As with the other films in the series, The Premature Burial is not set in anything resembling reality. Guy Carrell’s manor is surrounded not just by a dark forest out of fairy tales but tombstones and a monolithic mausoleum, all of it forever blanketed in fog. It’s Hollywood Gothic, and by necessity disguises the limited sets (as in many of Corman’s other films, notably 1957’s The Undead). Similarly, Carrell’s descent into mania, spurred by his obsession with his belief that his father was buried alive after a cataleptic fit rendered him paralyzed – and his certainty that the same fate awaits him – leads to a scene which is both deliriously wonderful and completely absurd. Having spent long hours away from his new wife Emily (The Curse of Frankenstein’s Hazel Court, transitioning from British horror roles into a Hollywood career), Guy proudly showcases the modifications he’s made to the family mausoleum. It brings to mind one of James Bond’s visits to Q’s workshop. In case of premature burial, Carrell will now have a trigger mechanism to open his coffin at all angles (we can also see that he has attached tools to the lid to pry his way out if the trigger malfunctions); he also has numerous methods to break free of the building including a rope ladder that drops from the ceiling and a secret passage. But should all else fail, he’s prepared a goblet of poison to allow a peaceful demise. Appropriately, Emily and their friend Miles Archer (Richard Ney) look at him as though he’s gone completely insane. Corman works this tricked-out tomb into a surreal dream in which Carrell is buried alive and can’t get free, leading him inexorably to that goblet of poison – which is filled with teeming worms. (At one point, the “Conqueror Worm” of death is invoked in the dialogue, a reference to a Poe poem which would later become the U.S. title of Michael Reeves’ Witchfinder General.)
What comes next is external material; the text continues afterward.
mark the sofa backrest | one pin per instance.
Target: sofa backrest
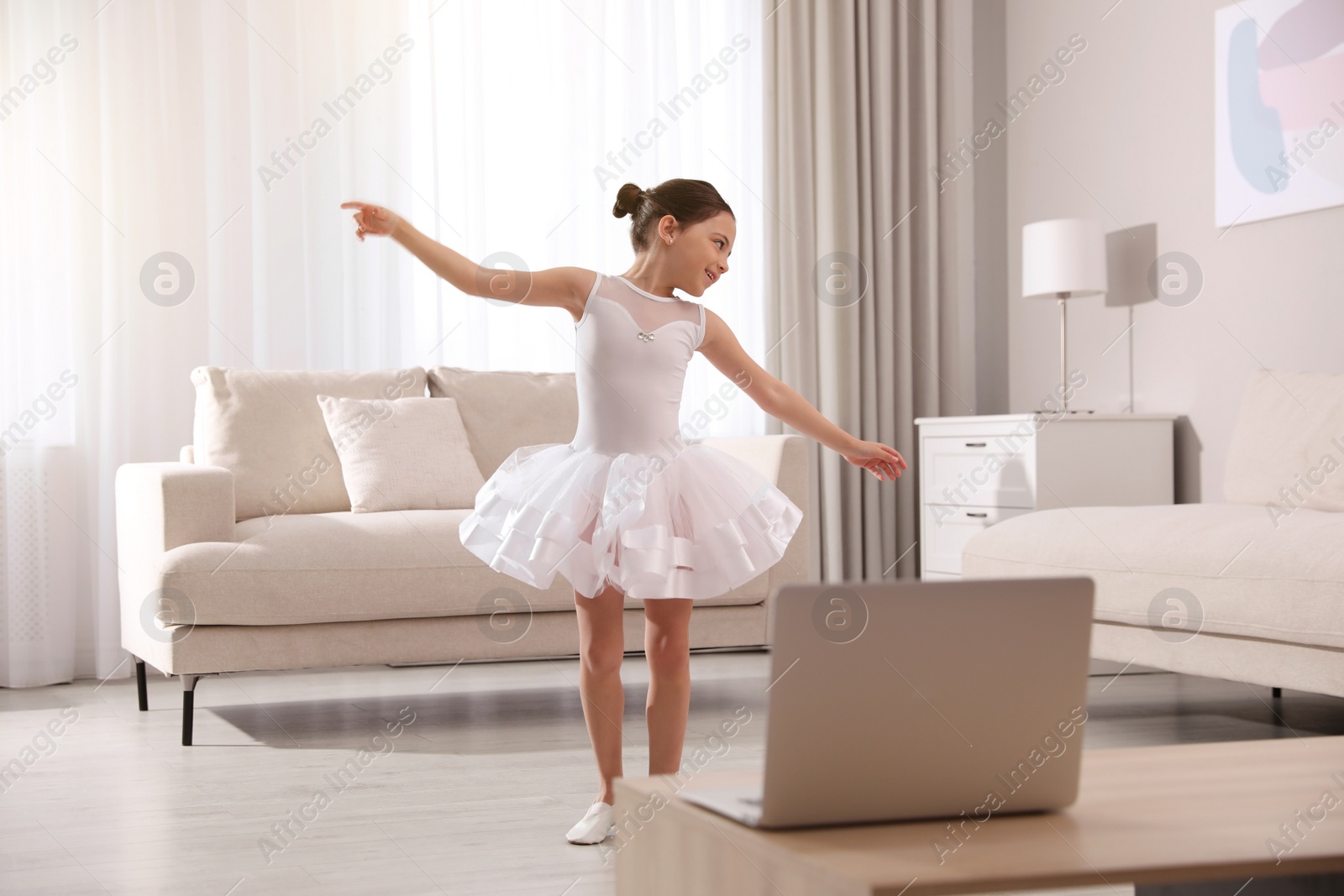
(1288, 446)
(268, 429)
(504, 410)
The film’s true tour de force scene is more subtle. Haunted by the tune “Molly Malone,” which he gradually realizes was whistled by one of the gravediggers at his father’s burial, he is pursued into an abandoned room by the melody; just as it seems to go silent, the wind takes up a “Molly Malone” whistle. When he goes to shut the window, one of the gravediggers is standing there, leering horribly at him – an Innocents-style shock that packs a real jolt. (Incidentally, the gravediggers are played by well-traveled character actors John Dierkes and Dick Miller, the latter’s presence being a given.) Despite entertaining scenes such as these, The Premature Burial drags for a long while because we know where it’s going – we’ve read the title. Milland can also seem one-note, not through any fault in his performance, but because he’s a typical Poe protagonist, morbidly, suffocatingly obsessed; there’s a feeling of marking time until the finale. But then dream-team screenwriters Charles Beaumont (who wrote some of the best episodes of The Twilight Zone) and Ray Russell (writer of the classic horror tale “Sardonicus”) pull a third-act twist that makes the whole enterprise worthwhile. As expected, Milland succumbs to catalepsy, is mistaken for dead, and sealed in a coffin; worse still, he had taken his wife’s advice and destroyed his precious mausoleum, and is thus buried with no means of escape. But his much-loathed gravediggers actually free him, and he’s transformed into a hollow-eyed figure of Death, obsessed with revenge, having realized that his wife has actually been plotting his destruction from the start. Though one might predict this in the Diabolique-style thrillers that William Castle and Hammer’s Jimmy Sangster were crafting in the early 60’s, it’s a bit more unexpected in a Corman Poe Gothic, and gives a delightfully bloodthirsty energy to the climactic scenes of electrocution – Milland giving a sinister grin as he flips a switch – and a second premature burial, one with the coffin still open (poor Hazel Court and her mouthful of dirt!). This film, lacking Price, has been treated as the ugly duckling of the series, but Milland nonetheless infuses the familiar decrepit atmosphere with an admirably committed performance, making The Premature Burial worth a second look. Price fans, at any rate, didn’t have to wait long – the superb Poe anthology Tales of Terror was released the same year.